Ehrin Embraces Her Own ‘Show Club’

Before she had Bates Motel or Parenthood or Friday Night Lights on her résumé, Kerry Ehrin had the “Show Club.”

Growing up in Woodland Hills, Calif., Ehrin and her sister would produce plays in their driveway. Ehrin would write scripts from different fairy tales—Snow White, Alice in Wonderland, Peter Pan—and the sisters would gather kids in the neighborhood to act them out.

Her flair for storytelling didn’t end at the street. Ehrin begged her teachers to let her put on a play; in eighth grade, she directed A Christmas Carol. “One of nuns said, ‘I don’t think any other kid in school could have gotten kids to listen to them,’” Ehrin recalls.

Fast-forward a few decades, and Ehrin, 54, has a whole staff of writers listening to her as cocreator and executive producer of Bates Motel, set to return for a third season on A&E March 9.

While she never expected to be running her own TV show, there was really no doubt Ehrin would have a career in writing. A voracious reader at a young age, she majored in English at UCLA and wrote her thesis on Lewis Carroll. Her boyfriend’s dad, a writer, suggested she try writing a script and helped her find an agent. Ehrin quickly earned a job writing for the acclaimed late-’80s Bruce Willis-Cybill Shepherd ABC dramedy, Moonlighting, which led to a stint on The Wonder Years.

Yet work stalled in the ’90s. Ehrin penned some movie scripts and tried developing work of her own. During pitches, she would get nervous. She just needed the right show, with the right characters and working environment.

That came in a trio of Jason Katims-helmed series: Boston Public, Friday Night Lights and Parenthood. The shows were all character-driven, with an emphasis on emotion and realism. After spending years trying to shape her words into what was on TV, Ehrin felt liberated in Katims’ writers’ rooms. “I could let my voice breathe,” she says.

Katims says Ehrin has an “uncanny ability” to find herself in her writing. “She’s able to get underneath the skin of her characters and find their vulnerabilities and their flaws and all the qualities that make them fleshed-out human beings,” he says.

Given that ability, Ehrin was initially a bit reluctant to craft a prequel to Psycho and live in that dark world. But driving home from her first meeting, she started wondering about the woman who bore Norman Bates. The series would naturally have some elements of horror; that didn’t mean it couldn’t still be propelled by character.

It was an adjustment at first. Ehrin went from the relatively happy world of Parenthood and Friday Night Lights to plotting rape and murder in the Bates Motel pilot. “I honestly felt like I was doing college abroad,” she says. “I felt like I had gone to a foreign country.”

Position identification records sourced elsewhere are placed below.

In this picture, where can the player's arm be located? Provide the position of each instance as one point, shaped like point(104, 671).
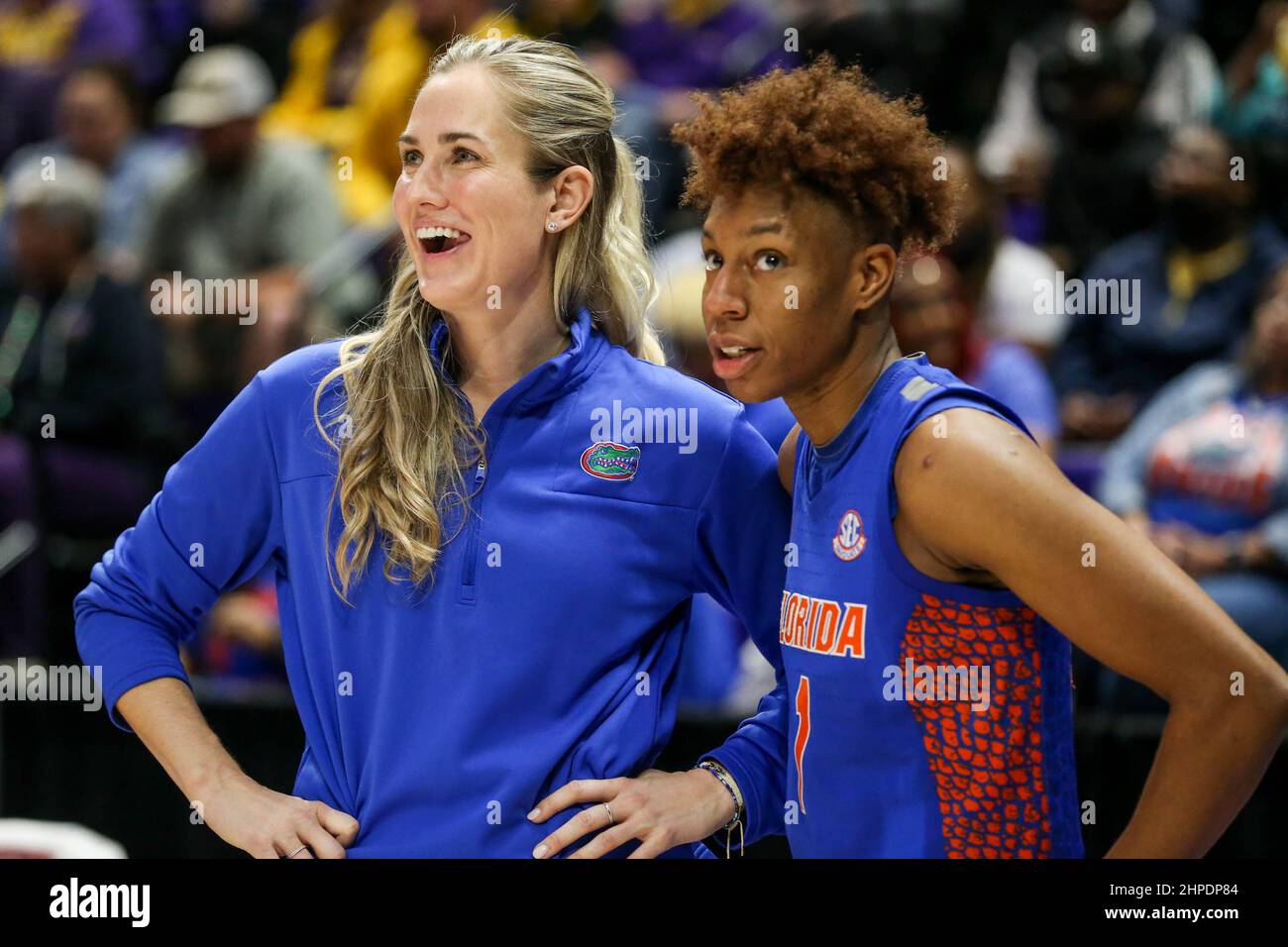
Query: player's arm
point(986, 497)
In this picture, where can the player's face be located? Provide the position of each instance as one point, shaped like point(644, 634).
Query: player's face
point(464, 169)
point(778, 300)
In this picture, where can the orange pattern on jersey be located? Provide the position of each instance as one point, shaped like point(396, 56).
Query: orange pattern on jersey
point(987, 764)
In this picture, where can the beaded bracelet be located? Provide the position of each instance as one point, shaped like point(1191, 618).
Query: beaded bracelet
point(726, 780)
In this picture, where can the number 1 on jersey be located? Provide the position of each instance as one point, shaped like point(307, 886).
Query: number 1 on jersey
point(802, 737)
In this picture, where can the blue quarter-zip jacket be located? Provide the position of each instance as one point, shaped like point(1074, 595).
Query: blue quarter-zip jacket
point(545, 650)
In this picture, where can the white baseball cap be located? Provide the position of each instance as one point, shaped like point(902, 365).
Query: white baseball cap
point(56, 180)
point(215, 86)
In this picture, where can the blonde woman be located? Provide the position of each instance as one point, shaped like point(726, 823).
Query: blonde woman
point(487, 515)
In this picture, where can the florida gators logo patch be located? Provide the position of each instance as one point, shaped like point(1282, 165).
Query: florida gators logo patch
point(610, 462)
point(850, 540)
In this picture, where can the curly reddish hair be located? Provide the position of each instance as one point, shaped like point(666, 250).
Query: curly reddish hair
point(828, 129)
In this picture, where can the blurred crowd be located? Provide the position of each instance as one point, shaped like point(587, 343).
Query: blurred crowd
point(1120, 275)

Even though the show “is ostensibly about a kid who’s growing up to be a serial killer,” says cocreator and co-showrunner Carlton Cuse, Ehrin fills it with humor and humanity. “She really infuses the show with this truthfulness, this insightfulness, because she can emotionally connect herself so well to every character she writes,” Cuse says. “Getting the audience to feel something is the hardest thing to achieve.”

But for someone so adept at finding characters’ voices, Ehrin struggled with her own when it came to talking to the press during panels and conferences. “The wonderful thing about working in a writers’ room is that it’s an incubator, where you’re in fantasy land,” Ehrin says. In time, she learned to embrace her public speaking obligations as well as all the other non-writing responsibilities of showrunning.

Ehrin says she did not expect to enjoy working with the actors as much as she does. During past series, she was not on set much, instead spending time raising her three kids, seeing them perform in plays at a local community theater. “Getting to live in the fantasy world with the actors, being on set…it’s like playing,” she says. “It reminds me so much of being a little kid.”